White was astounded by the scale and complexity of the emerging city, which has grown every year since 1990, when a group of friends moved their annual summer solstice ceremony from a San Francisco beach into the Nevada desert. She resolved to return one day during the festival itself, not only to witness the ritual burning of the namesake wooden effigy, which stands as tall as 105 feet, but also to see the workings of a community that operates on utopian principles, including spontaneous gift-giving and radical self-expression. All she needed was a willing campmate.

A few years later, Boehm took a position in the UNR anthropology department. Like White, Boehm was interested in contemporary society. (Much of her fieldwork has been focused on the struggles of recent immigrants.) Also like White, she was a Burning Man neophyte. She was naive enough to believe, as White did, that a study of Burning Man would be a nicely self-contained project — an entertaining break from her usual work. In late August of 2008, they set up Camp Anthro and watched tens of thousands of Burners descend on the playa. “I realized that to study Burning Man is a bit of an overwhelming endeavor,” says Boehm.

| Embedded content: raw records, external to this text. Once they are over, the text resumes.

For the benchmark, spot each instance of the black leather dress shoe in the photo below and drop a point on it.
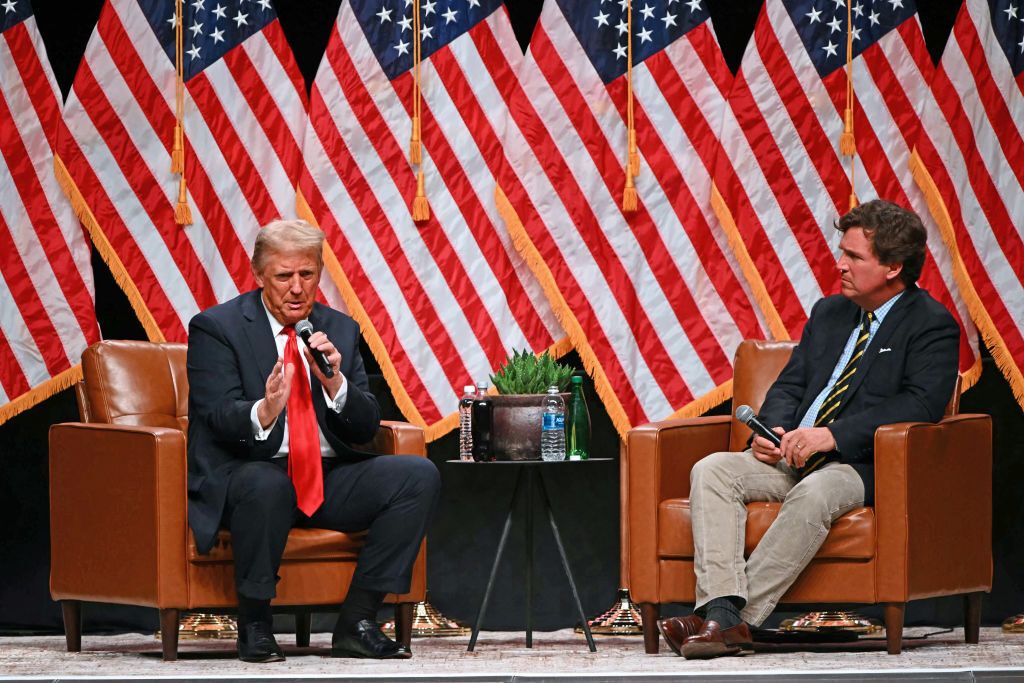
(256, 643)
(367, 640)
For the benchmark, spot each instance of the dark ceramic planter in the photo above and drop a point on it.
(516, 432)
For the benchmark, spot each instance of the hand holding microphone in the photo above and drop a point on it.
(745, 415)
(304, 329)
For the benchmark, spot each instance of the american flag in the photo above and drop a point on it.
(48, 315)
(440, 302)
(245, 113)
(652, 299)
(783, 180)
(971, 164)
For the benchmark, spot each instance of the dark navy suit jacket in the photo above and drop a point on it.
(907, 373)
(231, 351)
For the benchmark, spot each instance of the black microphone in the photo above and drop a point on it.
(304, 329)
(745, 415)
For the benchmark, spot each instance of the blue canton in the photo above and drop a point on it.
(13, 12)
(821, 25)
(388, 27)
(212, 28)
(1008, 23)
(601, 28)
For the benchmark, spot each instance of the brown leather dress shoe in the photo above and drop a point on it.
(713, 641)
(677, 629)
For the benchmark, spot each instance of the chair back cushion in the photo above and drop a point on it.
(135, 383)
(756, 367)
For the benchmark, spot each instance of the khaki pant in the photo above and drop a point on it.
(721, 485)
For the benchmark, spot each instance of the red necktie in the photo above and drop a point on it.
(303, 435)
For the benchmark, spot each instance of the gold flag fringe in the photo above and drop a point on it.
(107, 252)
(41, 392)
(774, 321)
(1000, 354)
(563, 312)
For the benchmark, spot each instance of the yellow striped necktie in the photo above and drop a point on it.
(829, 408)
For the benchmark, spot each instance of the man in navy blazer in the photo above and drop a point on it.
(826, 403)
(239, 474)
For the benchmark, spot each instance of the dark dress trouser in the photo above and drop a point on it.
(393, 497)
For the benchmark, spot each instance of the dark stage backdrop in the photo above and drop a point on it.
(465, 532)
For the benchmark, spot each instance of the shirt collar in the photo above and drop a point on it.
(883, 310)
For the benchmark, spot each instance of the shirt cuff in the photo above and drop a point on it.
(259, 433)
(338, 402)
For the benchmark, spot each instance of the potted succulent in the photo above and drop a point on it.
(522, 382)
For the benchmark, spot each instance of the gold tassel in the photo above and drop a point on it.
(182, 214)
(629, 194)
(421, 210)
(634, 157)
(178, 152)
(415, 155)
(847, 143)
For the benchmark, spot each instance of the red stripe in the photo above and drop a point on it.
(11, 374)
(592, 136)
(770, 165)
(687, 208)
(477, 221)
(258, 94)
(1001, 126)
(369, 298)
(31, 307)
(385, 237)
(62, 263)
(656, 253)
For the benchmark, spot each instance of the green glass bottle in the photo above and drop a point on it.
(578, 424)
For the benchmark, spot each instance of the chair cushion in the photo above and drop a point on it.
(303, 544)
(852, 536)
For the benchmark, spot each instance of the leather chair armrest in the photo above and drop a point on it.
(397, 437)
(933, 503)
(118, 514)
(658, 459)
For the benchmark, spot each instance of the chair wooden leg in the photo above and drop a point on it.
(169, 633)
(73, 624)
(303, 627)
(894, 626)
(403, 623)
(649, 614)
(972, 617)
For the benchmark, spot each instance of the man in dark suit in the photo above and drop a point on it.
(259, 469)
(881, 352)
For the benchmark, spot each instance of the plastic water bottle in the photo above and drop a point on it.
(553, 426)
(578, 423)
(482, 419)
(466, 423)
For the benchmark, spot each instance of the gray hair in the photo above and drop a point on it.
(287, 236)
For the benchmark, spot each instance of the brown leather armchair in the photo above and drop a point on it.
(928, 535)
(119, 528)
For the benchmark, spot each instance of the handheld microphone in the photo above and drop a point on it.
(304, 329)
(745, 415)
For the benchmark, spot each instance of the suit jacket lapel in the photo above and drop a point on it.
(258, 334)
(881, 339)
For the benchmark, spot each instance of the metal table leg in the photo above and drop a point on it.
(565, 563)
(494, 566)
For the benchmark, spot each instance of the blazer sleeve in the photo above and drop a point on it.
(929, 376)
(216, 391)
(360, 418)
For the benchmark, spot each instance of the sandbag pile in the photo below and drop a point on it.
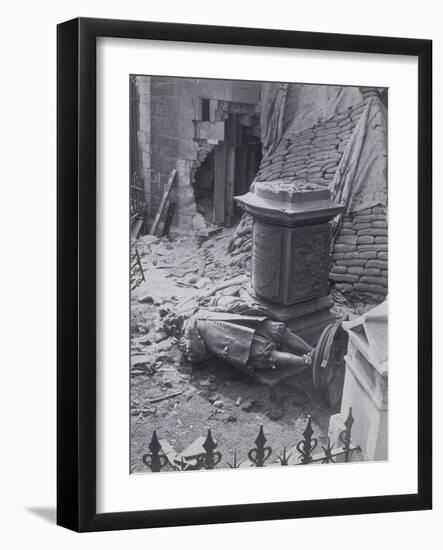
(313, 154)
(360, 256)
(359, 259)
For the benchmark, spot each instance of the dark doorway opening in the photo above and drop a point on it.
(228, 170)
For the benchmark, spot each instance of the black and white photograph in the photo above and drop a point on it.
(258, 249)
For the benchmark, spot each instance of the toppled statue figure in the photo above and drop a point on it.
(241, 334)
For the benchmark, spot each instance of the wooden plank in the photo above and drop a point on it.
(168, 219)
(219, 183)
(230, 181)
(163, 202)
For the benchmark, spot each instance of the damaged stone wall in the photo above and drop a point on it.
(176, 136)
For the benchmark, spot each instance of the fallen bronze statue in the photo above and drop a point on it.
(241, 333)
(248, 342)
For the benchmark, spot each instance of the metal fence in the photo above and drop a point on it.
(305, 451)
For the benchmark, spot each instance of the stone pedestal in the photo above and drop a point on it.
(291, 252)
(366, 382)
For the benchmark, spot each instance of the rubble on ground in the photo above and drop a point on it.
(179, 399)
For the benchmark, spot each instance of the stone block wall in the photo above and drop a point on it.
(172, 134)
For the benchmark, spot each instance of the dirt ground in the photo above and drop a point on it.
(181, 400)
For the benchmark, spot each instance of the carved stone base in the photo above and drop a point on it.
(306, 319)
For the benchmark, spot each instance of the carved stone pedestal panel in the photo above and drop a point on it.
(291, 252)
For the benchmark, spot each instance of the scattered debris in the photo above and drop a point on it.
(164, 397)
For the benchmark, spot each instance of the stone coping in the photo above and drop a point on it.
(290, 213)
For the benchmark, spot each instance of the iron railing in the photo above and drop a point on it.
(302, 453)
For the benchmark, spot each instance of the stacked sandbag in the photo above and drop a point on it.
(360, 255)
(313, 154)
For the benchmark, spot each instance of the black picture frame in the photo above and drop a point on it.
(76, 294)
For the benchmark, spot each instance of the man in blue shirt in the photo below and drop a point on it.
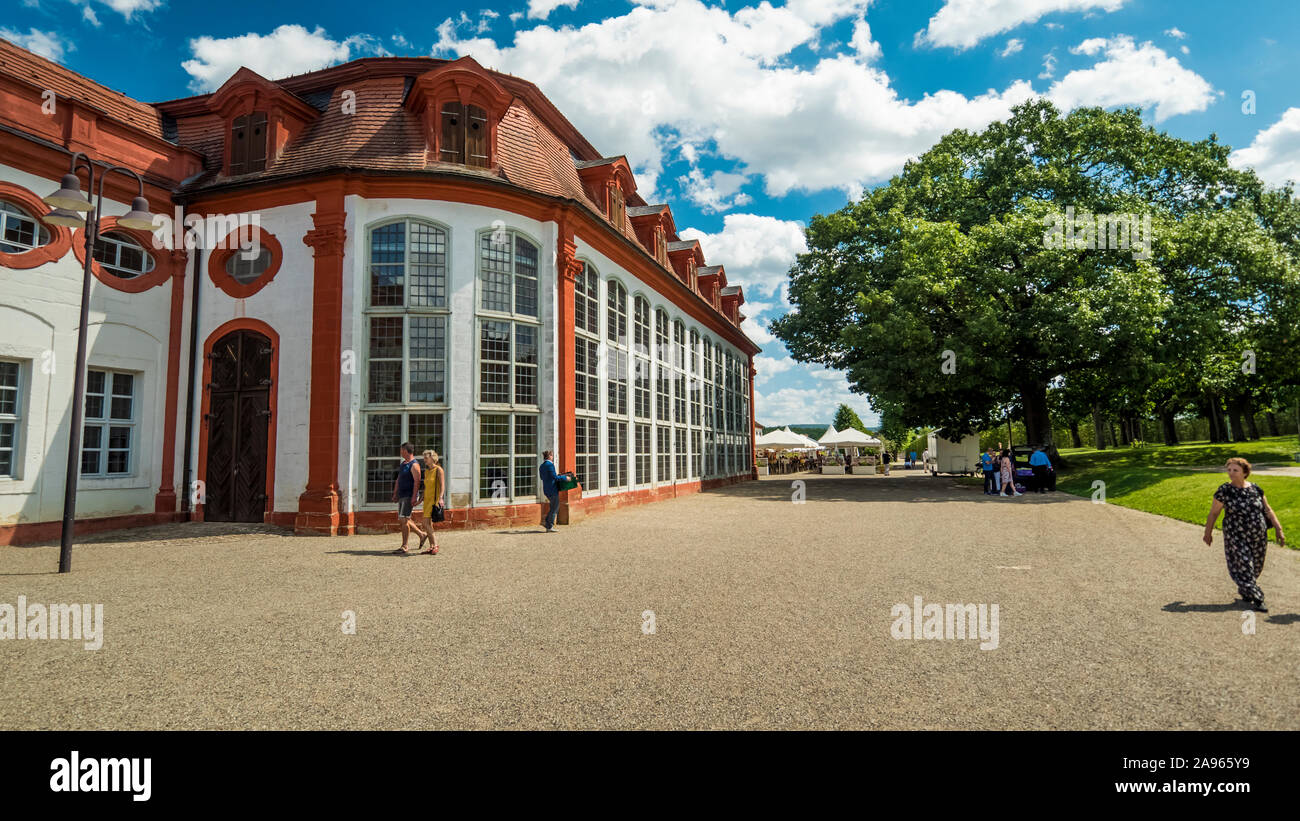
(553, 495)
(1039, 463)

University of Nevada, Reno, professors Carolyn White (left) and Deborah Boehm, aka Dr. Jones and Fieldnotes, visit the Center Camp tent during one of their many Burning Man field expeditions. Courtesy of Carolyn White

White is more frank. “We were kind of paralyzed,” she says. “I had all these plans about how I was going to systematically map camps with my ruler and compass, but everything was constantly changing. I threw my plans out the window and started to walk around like any tourist visiting a city for the first time.”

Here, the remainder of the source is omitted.